Una breve ensayo del profesor Antón Pacheco nos pone, otra vez, sobre la pista del héroe. Del héroe trasplantado al cómic, como vehículo apropiado para la continuidad del mito; y del mito como necesidad intemporal que se filtra y se acomoda a cualquier formato. Esto implica, necesariamente, que Las imágenes de la aventura estén dedicadas, en su mayor parte, no a la distinta modulación que el héroe adquiere en cada época; sino a los rasgos que, a través del tiempo, permanecen sin variación y lo distinguen del mero personaje literario. Por otra parte, el lector curioso de tales asuntos recordará, sin duda, el célebre ensayo de Eco, Apocalípticos e integrados, donde el cómic adquiría una relevancia formal, una particularidad expositiva, inseparable de los nuevos mass-media, hoy no tan nuevos y casi en vías de extinción. De modo que esta obra de Antón Pacheco vuelve a abundar en dicha forma de expresión artística, acaso minusvalorada, pero desde una perspectiva complementaria: aquélla que la vincula, no al vértigo de las rotativas, sino a la literatura oral, a Homero y Gilgamesh, a las viejas sagas hiperbóreas.
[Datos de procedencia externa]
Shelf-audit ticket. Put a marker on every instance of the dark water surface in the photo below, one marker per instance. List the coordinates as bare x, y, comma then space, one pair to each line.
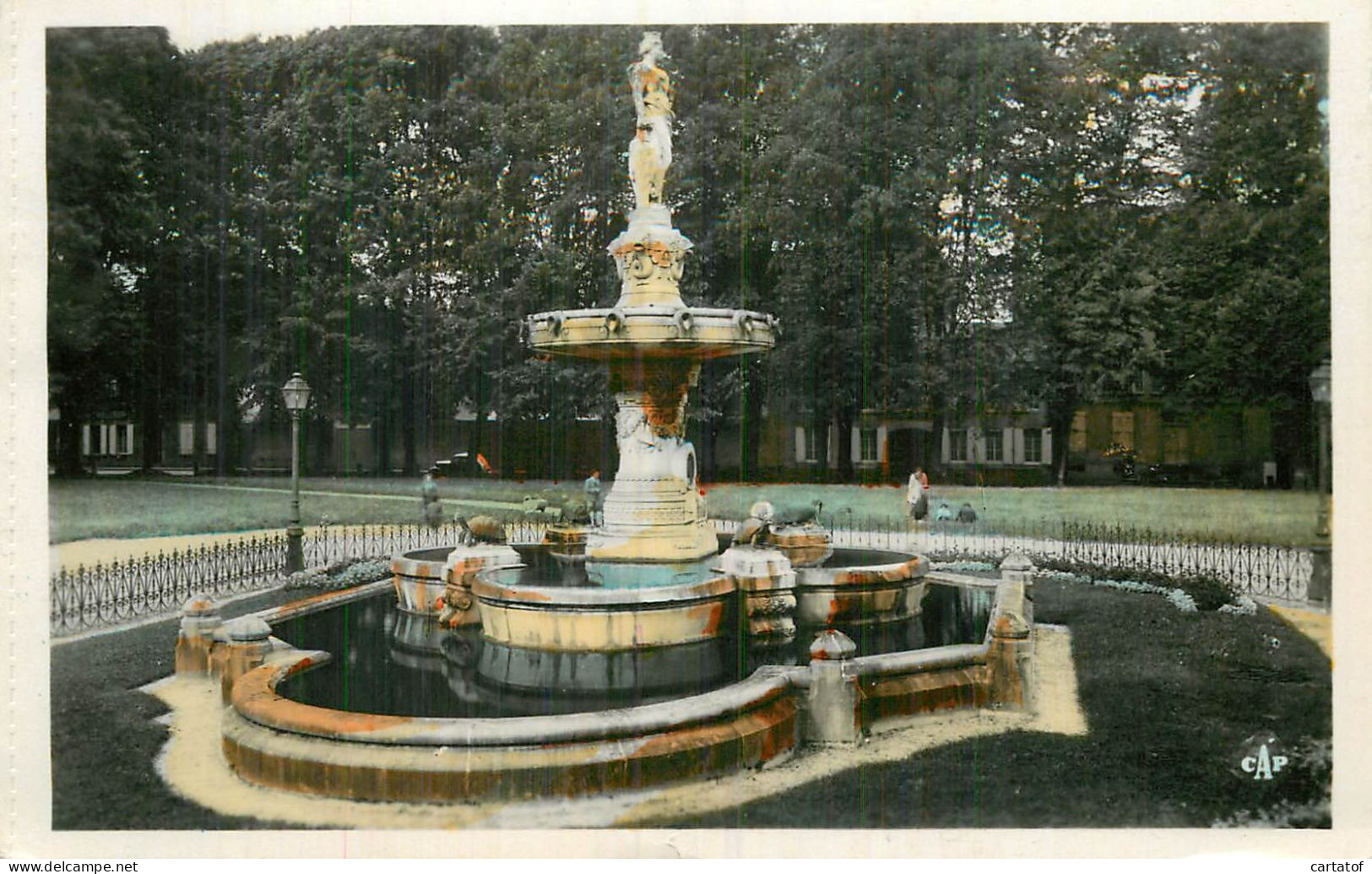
397, 663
Es en la romantización del medievo, propia del XIX, donde Antón Pacheco sitúa una de las fuentes del cómic

Como parece lógico, Pacheco acude a la psicología de Jung y a la erudición mitológica de Eliade para fundamentar su tesis. Las tareas del héroe, la figuración del mal, el camino y sus trampas, las pruebas a que se somete el heroísmo, son todos pasos que adquieren una singular trascendencia, y que conectan al héroe con lo sagrado. Estos mismos pasos son los que Propp enumeraba en su Morfología del cuento, sin aludir al orbe de lo trascendente, pero vinculando la literatura infantil a la sencilla horma mitológica. Lo cual era fruto, como sabemos, de las compilaciones del XVIII y el XIX (Perrault, los hermanos Grimm, las colectáneas de Fernán Caballero...); pero también de una forma particular, vale decir, romántica, de acercarse al pasado. Es, pues, en esta romantización del medievo donde Antón Pacheco sitúa una de las fuentes del cómic. Y en concreto, en esa ponderación del héroe, del amor, de la magia, de la aventura, que llegaría hasta las primeras décadas del XX en la literatura “adulta”, y que se preservó en el cómic, como producto infantil, hasta la segunda mitad del XX.
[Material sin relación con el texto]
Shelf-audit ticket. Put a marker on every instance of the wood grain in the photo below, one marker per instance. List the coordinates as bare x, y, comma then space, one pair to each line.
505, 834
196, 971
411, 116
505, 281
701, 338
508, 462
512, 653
Un pasaje evocador de Las imágenes de la aventura explica con suficiencia la fuerte sugestión del cómic: “Cuando volvíamos del colegio, ya anocheciendo, entrábamos en una dimensión distinta: la dimensión imaginal”. Esta dimensión imaginal no puede separarse, como recuerda Pacheco, del orden aleccionador y de la empresa milenaria del héroe. Bruno Bettelheim explicaba en términos psicológicos, como necesidad del niño, lo que aquí se determina desde su aspecto mítico y antropológico. Es, pues, esta continuidad del arquetipo, el combate imperecedero entre el Bien y el Mal, su configuración del mundo y el misterio, lo que, a juicio de Pacheco, se conservará en el cómic durante décadas, hasta su ocaso a mitad de los 70 del siglo pasado. Por otra parte, dicha dimensión imaginaria acaso guarde relación con la particular circunstancia española de la postguerra, que Carr había subrayado -la necesidad de evasión-, al referirse al éxito del cine de “sesión continua”. ¿Influyó la general desdicha de los españoles en la difusión de Roberto Alcázar y Pedrín o las aventuras de El Capitán Trueno? Probablemente. Pero también, como parece obvio, la necesidad de orden y claridad y pureza, la necesidad de sentido y de aventura, que destila el mito.

No podemos vincular, en cualquier caso, este empeño de Antón Pacheco con aquella empresa de Warburg que le llevó a indagar los invariantes formales, sus célebres pathosformel, con que se habrían expresado los sentimientos durante siglos. Esta pequeña indagatoria de Antón Pacheco no pretende tanto. Pero sí destacar la prevalencia del héroe, su impensado surco, en lugares y formas consideradas como triviales. Aquel magisterio del arquetipo, probablemente, se haya desplazado hoy a los videojuegos. De modo que Las imágenes de la aventura son también, de modo inevitable, una arqueología. Una arqueología, repito, que no ha querido indagar en la distinta recepción del mito en el curso de los siglos; sino en su actualidad, en su discreta vigencia, mediante en un bello soporte, hoy en desuso.